Dealing With Avian and Variant Influenza A Infections

While seasonal influenza activity is low during the summer months, clinicians should remain vigilant for potential cases of novel influenza A virus infection. Avian influenza A(H5N1) virus is circulating among wild birds and has caused outbreaks in commercial poultry and backyard flocks, with spillover to some mammals, and rare, sporadic human infections worldwide. Clinicians should also be aware of the potential for other novel influenza A infections (eg, other avian influenza A viruses or swine-origin variant viruses) associated with mild to severe acute respiratory illness.

Human infections with various subtypes of avian influenza A viruses, both low pathogenic and highly pathogenic, have been reported sporadically worldwide. These infections can lead to a wide range of disease severity, such as conjunctivitis, mild upper respiratory tract illness, pneumonia, respiratory and multiorgan failure, and even death. Pathogenicity in infected poultry does not necessarily translate to the same disease severity in infected humans. Both low pathogenic and highly pathogenic avian influenza A viruses have caused mild illness, as well as severe and fatal outcomes, in infected people.

While highly pathogenic avian influenza (HPAI) A(H5N1) viruses have spread widely among wild birds and poultry in many countries, including the United States, since 2022, and sporadic infections have been identified in many different mammals, only a small number of human cases have been reported. These cases are mostly associated with recent exposure to infected poultry, without human-to-human transmission. HPAI A(H5N1) viruses circulating in birds and poultry, causing sporadic human infections, do not easily bind to receptors in the human upper respiratory tract. Therefore, the risk to the public from HPAI A(H5N1) viruses remains low. However, because HPAI A(H5N1) viruses are circulating among wild birds and causing poultry outbreaks in many countries, sporadic human infections in exposed persons are expected to continue. It is crucial to continue comprehensive surveillance of these viruses in wild birds, poultry, mammals, and humans worldwide, and to regularly reassess the public health risk while maintaining preparedness efforts.

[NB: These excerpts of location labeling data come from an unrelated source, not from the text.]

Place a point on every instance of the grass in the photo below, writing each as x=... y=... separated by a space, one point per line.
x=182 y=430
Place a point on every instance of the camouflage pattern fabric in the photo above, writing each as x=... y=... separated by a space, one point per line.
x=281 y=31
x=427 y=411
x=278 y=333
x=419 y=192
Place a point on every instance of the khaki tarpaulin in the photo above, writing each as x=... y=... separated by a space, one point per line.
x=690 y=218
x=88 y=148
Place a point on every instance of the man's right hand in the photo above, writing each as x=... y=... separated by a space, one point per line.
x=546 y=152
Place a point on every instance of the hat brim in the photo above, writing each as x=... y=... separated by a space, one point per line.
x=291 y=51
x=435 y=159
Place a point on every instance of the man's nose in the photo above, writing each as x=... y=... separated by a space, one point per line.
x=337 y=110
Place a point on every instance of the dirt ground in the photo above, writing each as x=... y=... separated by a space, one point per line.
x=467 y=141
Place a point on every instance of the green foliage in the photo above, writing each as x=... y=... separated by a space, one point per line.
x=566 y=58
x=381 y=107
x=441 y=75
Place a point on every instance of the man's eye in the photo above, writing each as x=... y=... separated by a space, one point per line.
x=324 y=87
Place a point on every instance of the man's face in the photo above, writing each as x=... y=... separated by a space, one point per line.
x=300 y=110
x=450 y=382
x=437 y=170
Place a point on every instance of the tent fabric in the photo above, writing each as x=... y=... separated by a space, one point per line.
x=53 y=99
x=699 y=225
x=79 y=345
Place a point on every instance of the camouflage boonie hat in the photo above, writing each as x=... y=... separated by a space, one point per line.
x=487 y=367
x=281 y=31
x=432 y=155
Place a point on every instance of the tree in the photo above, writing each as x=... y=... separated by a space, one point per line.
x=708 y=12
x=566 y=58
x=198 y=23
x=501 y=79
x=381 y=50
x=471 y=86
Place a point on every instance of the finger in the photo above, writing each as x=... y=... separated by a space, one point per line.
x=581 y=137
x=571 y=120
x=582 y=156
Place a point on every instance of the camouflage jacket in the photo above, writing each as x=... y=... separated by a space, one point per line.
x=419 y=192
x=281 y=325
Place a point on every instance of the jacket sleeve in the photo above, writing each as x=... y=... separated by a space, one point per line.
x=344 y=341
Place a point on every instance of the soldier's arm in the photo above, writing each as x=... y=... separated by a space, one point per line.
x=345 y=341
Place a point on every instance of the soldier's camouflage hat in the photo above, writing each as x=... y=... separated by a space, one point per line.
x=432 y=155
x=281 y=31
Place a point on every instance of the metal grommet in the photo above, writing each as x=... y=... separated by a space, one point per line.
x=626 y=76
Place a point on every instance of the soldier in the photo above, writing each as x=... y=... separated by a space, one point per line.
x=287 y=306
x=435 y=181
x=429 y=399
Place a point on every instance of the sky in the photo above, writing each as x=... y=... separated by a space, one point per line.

Overview – Human Infection With Variant Influenza A Viruses (Swine-Origin)

Swine influenza A viruses circulate among pigs worldwide. Swine influenza A viruses that have infected humans are referred to as variant influenza A viruses (denoted with "v" after the subtype). Variant influenza A viruses include:

A(H1): A(H1N1)v, A(H1N2)v
A(H3): A(H3N2)v

Most variant influenza A virus infections have been reported in children, and most illnesses have been mild. Since 2010, there have been more than 400 sporadic human A(H3N2)v infections reported in the United States. During the largest outbreak in 2012, the median age of reported cases was 7 years, and most cases were associated with swine exposure at agricultural fairs. Clinicians should consider the possibility of variant influenza A virus infection when managing patients with influenza-like illness who had recent exposure to pigs, including at country and state agricultural fairs.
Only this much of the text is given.